Science unlocked: publication picks from November 2025

In this monthly series, we share a selection of recent publications that use Oxford Nanopore sequencing to unlock novel insights. Spanning genome assembly gap filling, pathogenic variant identification, and bacterial methylome profiling, these studies showcase the advances in scientific research made possible by Oxford Nanopore sequencing.

Featured in this edition:

1. High-quality genome assemblies from saliva

2. Rich insights for pathogenic variant discovery

3. Preserving DNA integrity at room temperature

4. Robust and reproducible methylome profiling

Bioinformatics

1. Targeted sequencing and iterative assembly of near-complete genomes (Nature Communications)

Gamaarachchi and Stevanovski et al. present Cornetto, a new genome assembly strategy that uses Oxford Nanopore adaptive sampling to selectively reject reads from regions that are already assembled and focus sequencing effort on the most challenging regions of the genome. This boosts assembly quality while saving on cost and data requirements. Cornetto enabled the authors to generate highly complete human and non-human genome assemblies, even from challenging sample types.

Key points:

• By focusing on unresolved genomic regions, Cornetto markedly improved assembly contiguity compared to whole-genome sequencing alone

• The method delivered near-complete human genomes using Oxford Nanopore data alone, which normally requires multiple platforms

• Cornetto assembled high-quality genomes from saliva, demonstrating that invasive sampling strategies are no longer necessary

• It also worked for non-human vertebrates, improving assemblies for endangered birds, turtles, and fish

• The method accurately resolved challenging repetitive loci which could be clinically relevant, potentially enabling precise molecular diagnoses in the future

Watch the video to hear more from lead author Ira Deveson at London Calling 2025

Find out how you can get started with adaptive sampling.

Human genetics

2. Oxford Nanopore Technologies [ONT] sequencing: clinical validation in genetically heterogeneous disorders (Genes)

Short-read sequencing is the current gold standard for genetic testing, however, the short reads limit its capabilities to span large structural variants or repetitive genomic regions.
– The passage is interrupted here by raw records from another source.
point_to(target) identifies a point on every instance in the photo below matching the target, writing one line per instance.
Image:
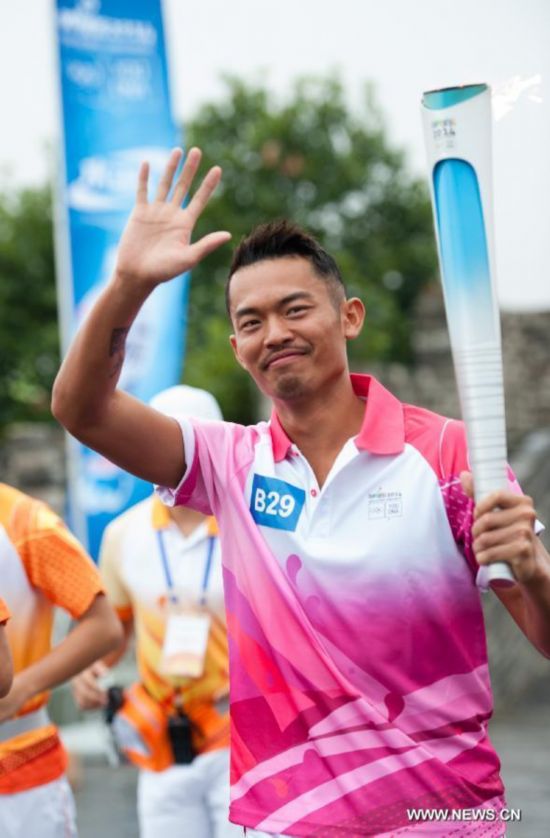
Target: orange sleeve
(56, 563)
(4, 611)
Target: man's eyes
(246, 324)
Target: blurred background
(313, 111)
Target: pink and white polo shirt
(358, 662)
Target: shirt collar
(383, 428)
(160, 517)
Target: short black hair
(281, 238)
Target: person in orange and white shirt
(159, 563)
(6, 665)
(42, 566)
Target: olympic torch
(457, 131)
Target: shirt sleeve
(56, 563)
(4, 612)
(109, 565)
(214, 452)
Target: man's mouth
(284, 357)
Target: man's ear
(353, 317)
(233, 342)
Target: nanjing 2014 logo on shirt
(274, 503)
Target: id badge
(185, 644)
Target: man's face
(290, 333)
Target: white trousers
(47, 811)
(187, 800)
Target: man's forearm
(95, 634)
(86, 382)
(6, 666)
(536, 597)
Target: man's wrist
(23, 688)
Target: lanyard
(168, 573)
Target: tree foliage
(311, 158)
(331, 169)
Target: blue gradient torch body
(457, 129)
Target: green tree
(29, 345)
(330, 168)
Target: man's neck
(186, 520)
(320, 425)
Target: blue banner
(115, 113)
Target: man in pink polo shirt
(353, 553)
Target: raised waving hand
(156, 244)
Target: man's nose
(277, 332)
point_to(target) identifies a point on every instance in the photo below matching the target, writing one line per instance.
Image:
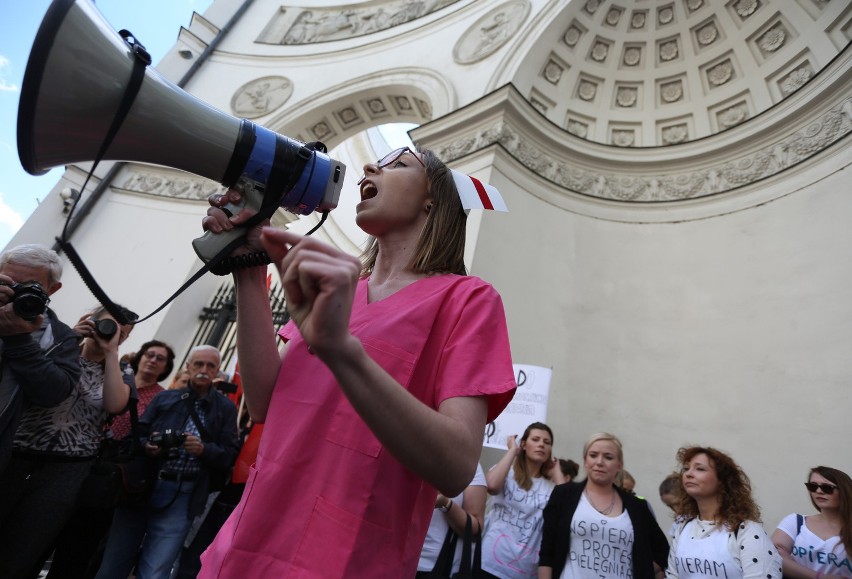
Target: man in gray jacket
(39, 355)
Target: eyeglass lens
(826, 488)
(391, 157)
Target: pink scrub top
(325, 499)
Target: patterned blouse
(74, 427)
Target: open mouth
(368, 191)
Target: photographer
(39, 362)
(193, 432)
(54, 449)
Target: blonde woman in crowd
(513, 524)
(819, 546)
(595, 528)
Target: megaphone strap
(137, 76)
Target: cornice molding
(797, 129)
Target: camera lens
(106, 328)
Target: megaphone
(74, 83)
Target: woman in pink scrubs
(378, 397)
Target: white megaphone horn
(74, 83)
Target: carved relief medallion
(261, 96)
(491, 32)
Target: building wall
(715, 315)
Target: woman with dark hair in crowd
(718, 531)
(380, 395)
(594, 528)
(513, 523)
(819, 546)
(79, 547)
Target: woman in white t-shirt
(595, 528)
(513, 524)
(453, 513)
(819, 546)
(718, 531)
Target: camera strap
(190, 402)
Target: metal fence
(218, 320)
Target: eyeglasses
(156, 356)
(824, 487)
(391, 158)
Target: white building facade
(677, 246)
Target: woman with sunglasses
(717, 531)
(520, 484)
(391, 367)
(819, 546)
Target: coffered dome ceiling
(643, 73)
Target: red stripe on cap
(483, 194)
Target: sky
(154, 23)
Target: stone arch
(342, 111)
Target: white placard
(529, 405)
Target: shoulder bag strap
(190, 402)
(444, 563)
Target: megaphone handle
(209, 244)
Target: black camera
(168, 440)
(105, 328)
(29, 300)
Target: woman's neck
(599, 489)
(708, 508)
(831, 517)
(92, 353)
(533, 468)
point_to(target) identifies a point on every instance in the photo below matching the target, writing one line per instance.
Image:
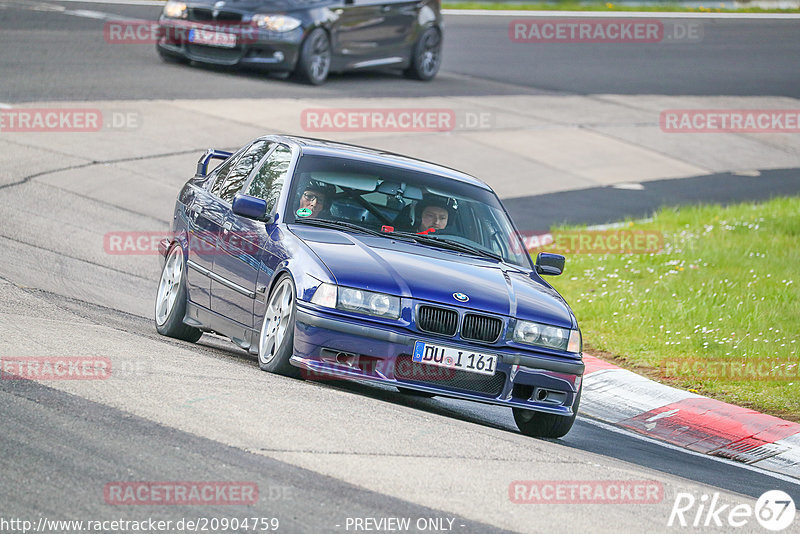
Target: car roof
(324, 147)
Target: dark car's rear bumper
(254, 48)
(328, 346)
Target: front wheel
(171, 299)
(276, 340)
(426, 56)
(315, 58)
(545, 425)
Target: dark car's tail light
(481, 328)
(437, 320)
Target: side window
(241, 170)
(222, 173)
(268, 181)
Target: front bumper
(254, 47)
(329, 346)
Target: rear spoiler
(202, 163)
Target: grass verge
(715, 311)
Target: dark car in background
(309, 38)
(324, 260)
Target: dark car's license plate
(454, 358)
(212, 38)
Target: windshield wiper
(328, 223)
(451, 245)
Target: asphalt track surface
(60, 448)
(60, 54)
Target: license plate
(452, 358)
(212, 38)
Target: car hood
(425, 273)
(258, 5)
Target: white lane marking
(118, 2)
(612, 428)
(617, 14)
(629, 186)
(87, 14)
(663, 414)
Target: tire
(545, 425)
(415, 393)
(315, 58)
(170, 305)
(426, 56)
(276, 339)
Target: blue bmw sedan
(328, 260)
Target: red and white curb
(625, 399)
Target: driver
(316, 197)
(431, 214)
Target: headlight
(175, 10)
(276, 23)
(357, 300)
(544, 335)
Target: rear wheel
(171, 299)
(426, 56)
(545, 425)
(276, 341)
(315, 58)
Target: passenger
(316, 197)
(431, 214)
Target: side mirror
(550, 264)
(250, 207)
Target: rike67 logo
(774, 511)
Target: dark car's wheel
(315, 57)
(415, 393)
(276, 340)
(171, 299)
(545, 425)
(426, 56)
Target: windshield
(390, 199)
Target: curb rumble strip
(707, 426)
Nanopore technology generates any-length reads, from short to ultra-long. Urtis et al. performed Oxford Nanopore sequencing on over 500 samples to assess its ability to detect pathogenic variants previously identified by short-read sequencing (SRS). Oxford Nanopore matched the performance of short read technology while offering clear advantages for resolving complex variants and difficult genomic regions.

Key points:

• Oxford Nanopore data showed improved resolution of complex or GC-rich regions and accurately mapped areas affected by pseudogenes

• Intronic coverage more than doubled with nanopore data compared with short-read data, enabling the detection of deep intronic pathogenic variants

• Oxford Nanopore sequencing revealed more data, including enhanced structural variant detection, a previously missed exon deletion, precisely defined breakpoints, and clarified a chromosomal deletion

• With a turnaround time of under 24 hours, the Oxford Nanopore workflow shows potential to support urgent clinical cases in the future

Figure: graphical abstract. The authors evaluated the ability of Oxford Nanopore technology to detect pathogenic and likely pathogenic (P/LP) variants previously identified by short-read sequencing (SRS) and confirmed via Sanger sequencing, multiplex ligation-dependent probe amplification (MLPA), or quantitative-PCR (qPCR), whilst also overcoming intrinsic limitations of SRS. SV = structural variants; CNVs = copy number variants; SNVs = small nucleotide variants; indels = insertions/deletions. Redistributed from Urtis et al.² under Creative Commons Attribution CC BY license.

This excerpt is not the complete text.